The year has dulled our shock but not our wariness. The death of Minnesota State Speaker of the House, Melissa Hortman and her husband Mark, and the attack on State Senator John Hoffman and his wife Yvette, leaving them both gravely injured, were followed by other crises.
At the beginning of the school year, a shooting through the stained glass windows of a Catholic church and school during mass, left two children dead and many more injured.
Which was then followed by Operation Metro Surge’s, invasion of thousands of ICE agents, who randomly and unlawfully, used excessive force on both citizens and non-citizens, as they arrested and detained people who looked like they might be in an immigrant.
It’s been a hard year for us here in Minnesota. Political rhetoric has been inflamed by the events. Those who promised they would cut down hateful words after Melissa Hortman’s death, have found it hard to do so in today’s, enraged political scene . . . Even, while looking at a freshly replenished bouquet of roses, sitting on the empty desk of the former Speaker of the House, each day of the legislative session.

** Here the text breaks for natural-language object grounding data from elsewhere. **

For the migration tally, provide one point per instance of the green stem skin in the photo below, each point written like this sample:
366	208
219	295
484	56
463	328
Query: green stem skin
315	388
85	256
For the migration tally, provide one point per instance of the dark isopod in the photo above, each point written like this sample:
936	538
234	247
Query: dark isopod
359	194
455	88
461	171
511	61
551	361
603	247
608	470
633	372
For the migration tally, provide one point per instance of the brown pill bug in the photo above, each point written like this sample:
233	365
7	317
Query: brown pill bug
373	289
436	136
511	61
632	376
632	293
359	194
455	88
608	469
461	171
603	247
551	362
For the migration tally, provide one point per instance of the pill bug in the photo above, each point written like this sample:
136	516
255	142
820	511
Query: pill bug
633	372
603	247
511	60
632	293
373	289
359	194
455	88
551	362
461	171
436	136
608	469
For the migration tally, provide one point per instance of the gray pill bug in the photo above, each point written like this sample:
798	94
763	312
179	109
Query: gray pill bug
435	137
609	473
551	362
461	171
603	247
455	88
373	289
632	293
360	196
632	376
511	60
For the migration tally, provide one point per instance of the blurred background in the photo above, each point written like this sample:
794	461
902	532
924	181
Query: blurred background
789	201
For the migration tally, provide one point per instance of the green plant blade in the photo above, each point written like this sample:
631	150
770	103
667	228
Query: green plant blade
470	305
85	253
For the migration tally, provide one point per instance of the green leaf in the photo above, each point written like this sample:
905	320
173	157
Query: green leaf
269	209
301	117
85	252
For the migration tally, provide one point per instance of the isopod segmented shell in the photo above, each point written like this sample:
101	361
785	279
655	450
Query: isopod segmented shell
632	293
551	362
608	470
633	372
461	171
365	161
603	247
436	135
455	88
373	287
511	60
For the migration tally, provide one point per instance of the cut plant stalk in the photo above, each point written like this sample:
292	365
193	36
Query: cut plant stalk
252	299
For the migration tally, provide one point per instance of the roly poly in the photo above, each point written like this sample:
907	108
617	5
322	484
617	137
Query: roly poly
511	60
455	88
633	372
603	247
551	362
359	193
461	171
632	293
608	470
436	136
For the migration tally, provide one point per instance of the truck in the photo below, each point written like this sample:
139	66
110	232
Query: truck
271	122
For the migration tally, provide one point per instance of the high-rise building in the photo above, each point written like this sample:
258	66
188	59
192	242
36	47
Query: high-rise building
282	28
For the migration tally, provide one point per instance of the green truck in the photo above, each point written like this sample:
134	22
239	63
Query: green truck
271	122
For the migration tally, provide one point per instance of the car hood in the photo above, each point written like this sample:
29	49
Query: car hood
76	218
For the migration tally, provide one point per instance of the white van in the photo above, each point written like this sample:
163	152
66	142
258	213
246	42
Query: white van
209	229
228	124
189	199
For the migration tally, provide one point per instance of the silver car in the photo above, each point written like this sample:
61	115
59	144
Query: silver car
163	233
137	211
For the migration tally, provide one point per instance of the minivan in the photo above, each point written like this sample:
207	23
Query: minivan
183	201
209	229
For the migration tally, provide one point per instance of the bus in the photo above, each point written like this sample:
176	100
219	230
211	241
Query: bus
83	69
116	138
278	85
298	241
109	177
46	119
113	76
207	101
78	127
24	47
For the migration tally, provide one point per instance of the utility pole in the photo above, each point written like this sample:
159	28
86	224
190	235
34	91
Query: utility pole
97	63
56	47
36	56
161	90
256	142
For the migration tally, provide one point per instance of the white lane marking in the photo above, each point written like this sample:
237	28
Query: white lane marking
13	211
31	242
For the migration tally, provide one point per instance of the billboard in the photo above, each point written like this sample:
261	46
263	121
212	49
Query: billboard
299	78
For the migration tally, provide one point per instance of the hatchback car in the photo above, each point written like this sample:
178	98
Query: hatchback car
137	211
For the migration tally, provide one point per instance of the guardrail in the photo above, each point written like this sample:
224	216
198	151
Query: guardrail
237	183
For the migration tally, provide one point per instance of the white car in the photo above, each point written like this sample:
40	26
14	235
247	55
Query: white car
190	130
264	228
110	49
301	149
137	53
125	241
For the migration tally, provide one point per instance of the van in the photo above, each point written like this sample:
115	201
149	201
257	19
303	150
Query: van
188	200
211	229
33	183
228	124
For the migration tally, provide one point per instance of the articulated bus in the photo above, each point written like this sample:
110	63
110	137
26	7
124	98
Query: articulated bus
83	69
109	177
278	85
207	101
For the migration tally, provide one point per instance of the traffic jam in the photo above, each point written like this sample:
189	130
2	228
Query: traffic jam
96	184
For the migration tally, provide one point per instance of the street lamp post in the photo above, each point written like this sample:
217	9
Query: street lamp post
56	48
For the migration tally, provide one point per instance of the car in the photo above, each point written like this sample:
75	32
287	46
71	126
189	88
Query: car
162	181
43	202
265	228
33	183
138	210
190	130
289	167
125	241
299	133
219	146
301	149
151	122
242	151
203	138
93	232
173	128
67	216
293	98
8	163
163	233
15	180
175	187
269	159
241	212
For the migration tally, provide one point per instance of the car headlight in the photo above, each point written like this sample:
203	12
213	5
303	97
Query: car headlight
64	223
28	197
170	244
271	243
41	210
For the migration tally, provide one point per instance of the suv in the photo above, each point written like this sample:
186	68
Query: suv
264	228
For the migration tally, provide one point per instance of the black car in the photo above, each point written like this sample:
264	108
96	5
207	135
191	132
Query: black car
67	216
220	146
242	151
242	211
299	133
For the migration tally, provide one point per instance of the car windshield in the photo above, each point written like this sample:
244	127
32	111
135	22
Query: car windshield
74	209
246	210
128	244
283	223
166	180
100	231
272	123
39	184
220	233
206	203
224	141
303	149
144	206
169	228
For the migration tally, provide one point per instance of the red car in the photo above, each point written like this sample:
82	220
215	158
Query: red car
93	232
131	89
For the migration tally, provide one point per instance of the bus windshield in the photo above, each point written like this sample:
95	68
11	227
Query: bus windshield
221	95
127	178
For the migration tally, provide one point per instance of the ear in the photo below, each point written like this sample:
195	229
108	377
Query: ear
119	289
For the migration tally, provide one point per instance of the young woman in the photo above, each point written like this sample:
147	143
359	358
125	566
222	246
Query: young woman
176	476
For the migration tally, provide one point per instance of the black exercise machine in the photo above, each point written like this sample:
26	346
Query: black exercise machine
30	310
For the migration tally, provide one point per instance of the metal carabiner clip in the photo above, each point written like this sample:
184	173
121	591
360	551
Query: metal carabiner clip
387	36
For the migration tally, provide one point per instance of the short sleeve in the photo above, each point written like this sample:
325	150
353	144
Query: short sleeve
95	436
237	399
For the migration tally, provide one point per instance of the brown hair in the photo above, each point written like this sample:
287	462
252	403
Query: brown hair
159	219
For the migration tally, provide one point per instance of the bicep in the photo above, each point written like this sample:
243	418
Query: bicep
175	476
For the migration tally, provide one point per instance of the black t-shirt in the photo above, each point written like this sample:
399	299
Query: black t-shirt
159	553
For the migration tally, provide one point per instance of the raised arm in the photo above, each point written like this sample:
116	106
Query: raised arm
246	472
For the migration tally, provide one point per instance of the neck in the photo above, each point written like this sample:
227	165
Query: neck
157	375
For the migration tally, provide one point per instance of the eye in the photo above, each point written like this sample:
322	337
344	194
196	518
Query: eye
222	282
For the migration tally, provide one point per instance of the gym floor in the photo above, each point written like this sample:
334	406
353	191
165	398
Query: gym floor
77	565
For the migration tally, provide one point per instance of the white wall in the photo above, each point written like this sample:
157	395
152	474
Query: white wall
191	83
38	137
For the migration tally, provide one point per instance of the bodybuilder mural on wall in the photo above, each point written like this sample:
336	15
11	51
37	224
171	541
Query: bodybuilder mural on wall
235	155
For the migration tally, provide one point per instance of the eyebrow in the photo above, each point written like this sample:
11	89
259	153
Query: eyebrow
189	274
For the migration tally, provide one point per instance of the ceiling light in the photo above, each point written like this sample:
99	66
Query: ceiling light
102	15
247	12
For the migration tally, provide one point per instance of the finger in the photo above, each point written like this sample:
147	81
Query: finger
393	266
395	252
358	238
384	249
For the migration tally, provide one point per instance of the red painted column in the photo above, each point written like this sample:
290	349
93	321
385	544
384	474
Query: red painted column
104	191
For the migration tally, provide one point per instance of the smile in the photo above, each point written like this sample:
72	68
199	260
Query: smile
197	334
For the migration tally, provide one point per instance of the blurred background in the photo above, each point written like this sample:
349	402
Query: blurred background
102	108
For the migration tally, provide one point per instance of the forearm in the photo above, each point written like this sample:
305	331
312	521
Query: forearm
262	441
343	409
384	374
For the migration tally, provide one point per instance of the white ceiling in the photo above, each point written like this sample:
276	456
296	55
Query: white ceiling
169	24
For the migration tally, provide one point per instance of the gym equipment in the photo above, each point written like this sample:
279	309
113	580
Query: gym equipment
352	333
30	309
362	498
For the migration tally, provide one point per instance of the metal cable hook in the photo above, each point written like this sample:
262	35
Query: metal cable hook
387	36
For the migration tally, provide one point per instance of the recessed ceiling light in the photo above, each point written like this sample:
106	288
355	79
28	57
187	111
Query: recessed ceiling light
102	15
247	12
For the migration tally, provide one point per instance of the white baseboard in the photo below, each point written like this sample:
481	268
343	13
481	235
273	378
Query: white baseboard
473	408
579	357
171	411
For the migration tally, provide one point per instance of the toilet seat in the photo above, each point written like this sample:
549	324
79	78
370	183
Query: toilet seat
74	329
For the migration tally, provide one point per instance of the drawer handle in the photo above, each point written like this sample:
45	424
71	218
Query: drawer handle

This week, Vance Boelter, pleaded guilty in Federal Court. Both to the assassination of the Hortmans and the shooting of the Hoffman’s, along with attempts at the home of two other legislators. One, blessedly out of town, and the other protected by a police officer, thinking to check on her after hearing of the first shooting. More than seventy names were revealed on Vance Boelter’s hit list,
Vance Boelter’s motivations, are still unclear on what he hoped to accomplish, nor how his Fundamentalist Christian faith played into his decisions. He admitted to months of planning and preparing, researching addresses and sometimes staking out homes. His only stated goal, was to kill as many people in the state legislature as he could.
For the Hoffman’s, healing has come slowly. Multiple bullets going through a body and surgeries will take their toll on a person and time to heal . . . Even more so the emotional healing.
But they are trying. The Hoffman’s released a statement after Boelter’s guilty plea, appealing for a changed political atmosphere.
“There is no justice for Mark and Melissa Hortman, and there is not justice when our family and our state will never truly heal. While the legal process may provide accountability, true healing requires something more from all of us.”
“The choice we’ve made is to go forward with public service and being present for our community. The opportunity to justice is for Minnesotans and Americans to serve is to treat people with respect, to stop dehumanizing each other, and to stop dividing our country with hate and rhetoric.”
The writer of 1 John, points out the obvious, to those who claim to love God, but intend to do their neighbor’s harm. “Those who say, “I love God,” and hate a brother or sister are liars, for those who do not love a brother or sister, whom they have seen, cannot love God, whom they have not seen. The commandment we have from him is this: those who love God must love their brothers and sisters also.” 1 John 4:20 to 21
When all who name themselves as followers of Jesus, start to walk the talk, perhaps then, we will move into the future, a healthier society, ready to resolve our differences . . . Doing so with respect, humility and compassion.